North Korea, on the other hand, is demanding quid pro quo.

Kim's pledge to denuclearize his country came in his first meeting with Moon, and he reaffirmed his agreement to do so in a meeting with U.S. President Donald Trump, held in Singapore on June 12, but only in exchange for security guarantees from the U.S.

Following his latest trip to Pyongyang last month, U.S. Secretary of State Mike Pompeo claimed progress in what he called "productive" talks with his North Korean counterparts there.

North Korea, however, accused the U.S. of making "gangster-like" demands for it to completely, verifiably and irreversibly denuclearize, while emphasizing that such demands were unilateral, clearly implying that the country offered no reward in return.

President Moon called for sincere efforts on both sides to move the denuclearization process forward.

"If North Korea comes up with a more detailed plan for its denuclearization while South Korea and the U.S. swiftly take corresponding measures, the speed (of denuclearization) will further increase," he said in a special lecture given during his three-day state visit to Singapore last month.

Pompeo is widely expected to take his fourth trip to Pyongyang later this month or in early September.

Moon's trip, apparently, will come after that.

In this photo taken on April 27, 2018, South Korean President Moon Jae-in (R) and North Korean leader Kim Jong-un embrace each other after signing their joint declaration on complete denuclearization of the Korean Peninsula at the end of their first-ever inter-Korean summit held at the border village of Panmunjom. (Yonhap) In this photo taken on April 27, 2018, South Korean President Moon Jae-in (R) and North Korean leader Kim Jong-un embrace each other after signing their joint declaration on complete denuclearization of the Korean Peninsula at the end of their first-ever inter-Korean summit held at the border village of Panmunjom. (Yonhap)
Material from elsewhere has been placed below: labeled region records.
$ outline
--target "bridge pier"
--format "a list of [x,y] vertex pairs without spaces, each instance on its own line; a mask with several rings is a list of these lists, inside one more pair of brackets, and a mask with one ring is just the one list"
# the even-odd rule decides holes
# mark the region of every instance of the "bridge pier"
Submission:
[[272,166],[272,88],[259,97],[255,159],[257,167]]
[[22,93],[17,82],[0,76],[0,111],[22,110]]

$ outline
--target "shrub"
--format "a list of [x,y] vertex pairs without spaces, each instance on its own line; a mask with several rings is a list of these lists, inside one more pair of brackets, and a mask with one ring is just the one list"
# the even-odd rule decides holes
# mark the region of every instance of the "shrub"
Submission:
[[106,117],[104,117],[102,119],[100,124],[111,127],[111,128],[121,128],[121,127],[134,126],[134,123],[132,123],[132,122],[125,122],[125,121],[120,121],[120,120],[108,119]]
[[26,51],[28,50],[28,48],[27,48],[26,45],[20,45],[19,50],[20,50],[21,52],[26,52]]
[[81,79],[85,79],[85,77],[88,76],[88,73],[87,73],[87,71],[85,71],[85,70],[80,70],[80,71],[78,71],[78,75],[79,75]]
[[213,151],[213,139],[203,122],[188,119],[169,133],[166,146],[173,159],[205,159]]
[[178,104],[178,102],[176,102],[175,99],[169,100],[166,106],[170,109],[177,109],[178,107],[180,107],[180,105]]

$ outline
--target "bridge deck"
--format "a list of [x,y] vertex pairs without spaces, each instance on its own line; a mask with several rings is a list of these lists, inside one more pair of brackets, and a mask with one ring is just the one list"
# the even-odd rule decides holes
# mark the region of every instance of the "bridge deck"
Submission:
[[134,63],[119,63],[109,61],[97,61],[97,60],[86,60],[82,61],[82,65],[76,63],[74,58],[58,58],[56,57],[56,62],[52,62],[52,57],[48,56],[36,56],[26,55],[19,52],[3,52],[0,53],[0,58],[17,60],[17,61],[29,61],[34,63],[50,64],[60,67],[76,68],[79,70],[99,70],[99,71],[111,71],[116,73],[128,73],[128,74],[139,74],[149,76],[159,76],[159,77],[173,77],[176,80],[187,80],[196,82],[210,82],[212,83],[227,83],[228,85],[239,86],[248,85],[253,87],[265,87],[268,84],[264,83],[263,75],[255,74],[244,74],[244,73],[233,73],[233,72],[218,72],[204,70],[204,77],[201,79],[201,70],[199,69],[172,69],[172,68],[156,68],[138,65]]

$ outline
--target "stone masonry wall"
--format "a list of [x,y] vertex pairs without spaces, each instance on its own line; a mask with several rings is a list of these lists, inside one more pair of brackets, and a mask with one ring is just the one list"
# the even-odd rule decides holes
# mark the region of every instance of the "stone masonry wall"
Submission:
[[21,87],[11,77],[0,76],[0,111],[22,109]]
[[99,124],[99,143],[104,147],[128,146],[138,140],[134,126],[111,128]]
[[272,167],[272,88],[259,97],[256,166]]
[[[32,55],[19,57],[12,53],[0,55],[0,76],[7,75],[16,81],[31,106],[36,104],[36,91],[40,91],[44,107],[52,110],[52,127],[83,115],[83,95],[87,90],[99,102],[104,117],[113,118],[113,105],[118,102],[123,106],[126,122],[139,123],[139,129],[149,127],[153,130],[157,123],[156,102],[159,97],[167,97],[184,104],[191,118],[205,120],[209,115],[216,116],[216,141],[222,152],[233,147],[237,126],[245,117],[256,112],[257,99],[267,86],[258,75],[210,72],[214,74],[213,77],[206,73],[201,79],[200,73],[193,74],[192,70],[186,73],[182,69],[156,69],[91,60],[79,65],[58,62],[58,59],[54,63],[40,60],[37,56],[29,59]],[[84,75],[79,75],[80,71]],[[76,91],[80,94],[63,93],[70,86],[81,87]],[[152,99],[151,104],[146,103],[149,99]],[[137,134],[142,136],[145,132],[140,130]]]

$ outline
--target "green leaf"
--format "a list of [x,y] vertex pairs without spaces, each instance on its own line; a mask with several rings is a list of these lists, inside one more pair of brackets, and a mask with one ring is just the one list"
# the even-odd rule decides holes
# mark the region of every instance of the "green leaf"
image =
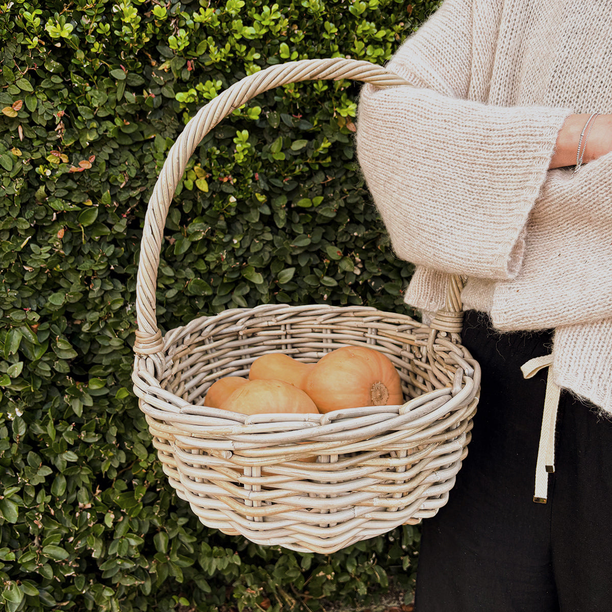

"If we say the denuclearization process is in a deadlock, that will only be another reason to hold a South-North summit," a Cheong Wa Dae official said

Seoul has noted Moon's North Korea trip will likely focus on further improving inter-Korean ties and expanding the countries' economic cooperation.

"As I have said on several occasions, we believe development in the U.S.-North Korea relationship should promote development in the South-North Korean relationship and development in inter-Korean relations must help lead improvements in the U.S.-North Korea relationship," Cheong Wa Dae spokesman Kim said Tuesday.

Moon's North Korea trip, if made, will be the first of its kind since he took office in May 2017, while his meeting with Kim will mark the third of its kind following their second summit held in Panmunjom on May 26.